Fill the muffin cups 3/4 full. Bake about 20 minutes or until they smell really good and a toothpick inserted in the center comes out clean. Remove the muffins from the tin to a wire rack to cool completely. Makes 12 muffins.

Tuesday, December 13, 2011

Wilted Kale Salad


I have not baked anything interesting lately. This is stressing me out, since Christmas is just around the corner. I have not had the time - I've been working. Yes, that's right...I landed a part-time retail job - a year ago! I've been snapping up as many hours as possible during the holiday season while they are available. This is good for the bills, but not so good for the baking. Sigh.

I made this kale salad (based on this recipe by Sarah Kramer) for Thanksgiving and it was amazing. I've made it again since then and I'm making it for Christmas too. It's healthy, delicious and really quite pretty. I love any leftovers as a kale and (Daiya) cheese quesadilla for breakfast the next morning. But then, I'm weird with my greens like that.

1 large bunch kale, washed and spines removed
1 small raw beet, peeled and grated
1 medium carrot, peeled and grated
1/4 cup thinly sliced onion
one generous handful of chopped walnuts

2 tbsp. balsamic vinegar
2 tbsp. dry white wine
2 tbsp. olive oil or sesame oil
salt and pepper to taste

Slice the kale thinly into strips.
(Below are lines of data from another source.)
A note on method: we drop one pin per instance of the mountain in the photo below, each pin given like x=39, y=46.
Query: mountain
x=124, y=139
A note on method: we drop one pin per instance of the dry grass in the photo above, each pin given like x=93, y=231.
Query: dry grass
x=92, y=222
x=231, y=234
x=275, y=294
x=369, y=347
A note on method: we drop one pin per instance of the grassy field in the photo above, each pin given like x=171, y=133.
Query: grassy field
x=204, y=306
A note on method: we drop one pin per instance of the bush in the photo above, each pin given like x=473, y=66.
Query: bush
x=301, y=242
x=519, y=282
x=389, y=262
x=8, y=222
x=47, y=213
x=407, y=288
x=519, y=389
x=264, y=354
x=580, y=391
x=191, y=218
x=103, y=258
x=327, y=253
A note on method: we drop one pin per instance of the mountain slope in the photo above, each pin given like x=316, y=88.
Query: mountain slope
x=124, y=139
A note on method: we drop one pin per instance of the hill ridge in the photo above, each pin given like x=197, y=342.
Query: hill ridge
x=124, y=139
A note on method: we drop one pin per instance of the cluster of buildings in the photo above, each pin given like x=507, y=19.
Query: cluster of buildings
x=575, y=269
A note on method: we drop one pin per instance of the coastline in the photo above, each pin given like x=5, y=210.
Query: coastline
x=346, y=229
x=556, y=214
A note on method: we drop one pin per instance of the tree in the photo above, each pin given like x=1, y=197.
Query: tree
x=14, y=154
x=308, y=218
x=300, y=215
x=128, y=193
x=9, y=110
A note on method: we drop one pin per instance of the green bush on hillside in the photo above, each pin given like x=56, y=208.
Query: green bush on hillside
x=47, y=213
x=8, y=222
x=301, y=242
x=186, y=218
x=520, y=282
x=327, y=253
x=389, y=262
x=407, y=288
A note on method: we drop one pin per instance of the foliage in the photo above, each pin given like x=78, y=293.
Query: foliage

Put into a large bowl and add the beet, carrot, onion and walnuts. Toss to combine.

Whisk together the vinegar through the oil. Season with salt and pepper to taste. Pour the dressing over the kale mixture and toss to coat. Toss every 15 minutes or so for the first hour. Then, toss once an hour until ready to serve. It will take a couple of hours to wilt, and it tastes even better the next day. Serve cold or at room temperature.

Thursday, December 8, 2011

Curried Sprouted Beans

I've been busy sprouting things in my new spiffy Victorio three level sprouter! I love it - it does not take up a lot of space in my small kitchen and I can keep the moisture level consistent so my sprouts are neither moldy nor dry.


My favorite thing to sprout so far are alfalfa seeds simply because Anna loves them so much. She'll grab great hulking handfuls of them and eat them on the run. I'm lucky if I get any alfalfa sprouts at all.

Here are some "tic-tac" sprouts (I've no idea what they are actually called) - a friend gave them to me after she got them from an Indian market. She puts these sprouts on top of salads but I like them better sauteed in coconut oil and seasoned with salt and pepper.

I also like to sprout a mix of lentils, green peas and chickpeas and had some handy when Ina posted a recipe for Curry Pate that called for sprouted beans. I used her recipe as a guide to make Curried Sprouted Beans. DH and I enjoyed them plain and Anna enjoyed them with pasta for dinner. I think even Megan had some, and that makes this dish a winner in our house. Thanks, Ina, for the inspiration!


1 1/2 cups fresh sprouted legumes (chickpeas, green peas, lentils, mung beans, etc.)
1/4 cup diced onion
1 large clove garlic, minced
2 tbsp. olive oil
1/4 cup white wine
1 tsp. curry powder
1/2 tsp. minced fresh ginger
1/2 tsp. salt
1/8 tsp. cayenne pepper
dash of lemon juice, if desired

Heat the olive oil in a skillet over low heat. Add the onion, garlic and sprouted beans and stir to coat. Cook for a few minutes, until the onion begins to soften.

Add the white wine, curry powder, ginger, salt and cayenne pepper and stir to combine. Cover the skillet and cook for about another 5 minutes, or until fragrant. The liquid should be mostly absorbed. Taste and adjust the salt and cayenne if needed. Add a dash of lemon juice if desired. Serve warm.